L'arrivée en avion avait une ambiance particulière, au milieu des nuages et des averses battant la carlingue. Le paysage visible par les hublots était teinté de gris, presque brumeux. Les étendues de forêts se dévoilaient progressivement à mesure que l'aéronef approchait, teinté d'un vert en apparence plutôt terne sous l'éclairage. Si le temps était impitoyable, le transport se posa malgré tout sans encombre sur la piste.
L'horloge de l'aéroport indiquait Vingt et une heures, soit huit heures plus tôt qu'en Velsna avec le décalage horaire. Après un vol de quatorze heures, il allait sans dire que la journée de Vinola était particulièrement longue et éprouvante. Il fut réceptionné par Lucette elle-même :
-Monsieur Vittorio Vinola, je suis Lucette Dumorne, c'est avec moi que vous avez correspondu. C'est un plaisir de vous voir, vous avez fait bon voyage ? Suivez-moi, une voiture nous attend, je vais vous conduire aux appartements que l'on vous a réservés.
Après un trajet dans le paysage éthéré de la ville nocturne sous pluie battante, dans laquelle les éclairages publics dessinaient des kaléidoscopes de lumière. Un conducteur amenait la voiture et ses deux passagers à l'hôtel où sera hébergé Vinola, les laissant déjà discuter du planning du lendemain. La chambre à disposition était plus que confortable et le service de l'établissement très agréable. Là, le voyageur eu l'occasion de profiter du décalage horaire dans le bon sens : il n'eut aucune difficulté à s'endormir et se réveilla le lendemain à cinq heures, comme s'il avait fait une très grasse matinée.

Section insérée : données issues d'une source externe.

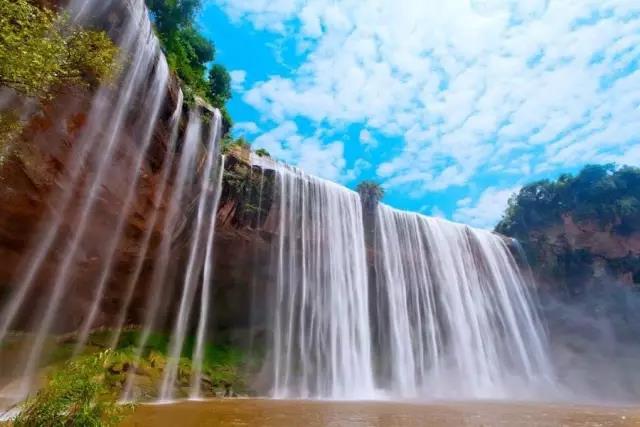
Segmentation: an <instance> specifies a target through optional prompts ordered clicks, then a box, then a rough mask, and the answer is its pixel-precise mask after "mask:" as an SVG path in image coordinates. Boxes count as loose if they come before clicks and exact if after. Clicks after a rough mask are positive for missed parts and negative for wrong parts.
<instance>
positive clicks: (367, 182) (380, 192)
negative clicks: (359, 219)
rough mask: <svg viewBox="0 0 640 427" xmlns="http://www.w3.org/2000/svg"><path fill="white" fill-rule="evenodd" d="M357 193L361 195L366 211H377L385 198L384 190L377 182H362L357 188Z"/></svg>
mask: <svg viewBox="0 0 640 427" xmlns="http://www.w3.org/2000/svg"><path fill="white" fill-rule="evenodd" d="M356 191H357V192H358V193H359V194H360V199H361V200H362V206H363V207H364V208H365V209H371V210H373V209H375V207H376V206H377V205H378V203H379V202H380V200H381V199H382V198H383V197H384V188H382V186H381V185H380V184H378V183H377V182H375V181H362V182H361V183H360V184H358V186H357V187H356Z"/></svg>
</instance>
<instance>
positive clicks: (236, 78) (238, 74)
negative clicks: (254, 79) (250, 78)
mask: <svg viewBox="0 0 640 427" xmlns="http://www.w3.org/2000/svg"><path fill="white" fill-rule="evenodd" d="M229 76H230V77H231V87H232V88H233V89H234V90H242V89H243V87H244V82H245V80H246V79H247V72H246V71H244V70H233V71H229Z"/></svg>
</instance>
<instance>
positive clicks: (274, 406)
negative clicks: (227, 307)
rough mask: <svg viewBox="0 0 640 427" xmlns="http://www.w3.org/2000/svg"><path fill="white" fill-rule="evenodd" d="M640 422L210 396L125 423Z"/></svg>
mask: <svg viewBox="0 0 640 427" xmlns="http://www.w3.org/2000/svg"><path fill="white" fill-rule="evenodd" d="M176 425H180V426H183V427H189V426H200V427H214V426H252V427H253V426H259V427H281V426H287V427H296V426H300V427H325V426H380V427H393V426H398V427H400V426H402V427H414V426H415V427H417V426H430V427H450V426H470V427H475V426H477V427H480V426H484V427H486V426H492V427H493V426H505V427H510V426H514V425H518V426H536V427H547V426H549V427H551V426H554V427H555V426H567V427H583V426H585V427H586V426H589V427H590V426H601V427H627V426H640V408H638V407H605V406H602V407H600V406H584V405H567V404H539V403H504V402H455V403H450V402H443V403H434V404H411V403H398V402H331V401H303V400H301V401H285V400H268V399H234V400H209V401H200V402H193V401H190V402H178V403H173V404H165V405H139V406H138V407H137V408H136V410H135V412H134V413H133V414H132V415H131V416H129V417H128V418H127V419H126V420H125V422H124V423H123V424H122V426H123V427H142V426H154V427H165V426H166V427H169V426H176Z"/></svg>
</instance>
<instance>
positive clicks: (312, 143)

Le séminaire se déroula dans l'agora des bois de rose, construit au début de la dynastie éponyme. C'était à l'origine un bâtiment de pierre et de marbre dans un style gothique, tout en colonne, voute et vitraux, avec une toiture acérée en ardoise. Des extensions avaient ensuite été ajoutées, en brique et en bois, dans un style typiquement sylvois. Le bâtiment avait de nombreux usages et était loué à chaque occasion à la mairie : théâtres, concerts, expositions, et séminaire dans ce cas-ci.
Le bâtiment était richement décoré, de statue de bronze, pierre et bois, de tapisseries, et, à l'occasion, de divers écrits encadrés sur les murs çà et là.
La journée se découpait en deux phases : une première avec des présentations effectuées par chaque groupe de penseur, et une seconde avec un grand débat entre les différents intervenants pour revenir sur les différents points impliqués.
Durant cette première partie, furent présentés diverses visions d'un modèle démocratique appliqué selon les réalités du Duché. Diffusion de l'information, éducation des citoyens, prises de décision à l'échelle locale et globale, mais également sur le plan sociétal et professionnel, tant de sujets furent abordés par les branches communistes, collectivistes, syndicalistes et autres formes de démocraties promues par les différents intervenants. Se dessinaient déjà les oppositions entre des sociétés centralisées ou non, planifiées ou au contraire très libérales, proches ou éloignées du modèle capitaliste. C'est durant cette première partie que Vinola eut, s'il l'avait souhaité, l'occasion d'exposer ses ambitions en Velsna notamment sur la question du suffrage censitaire.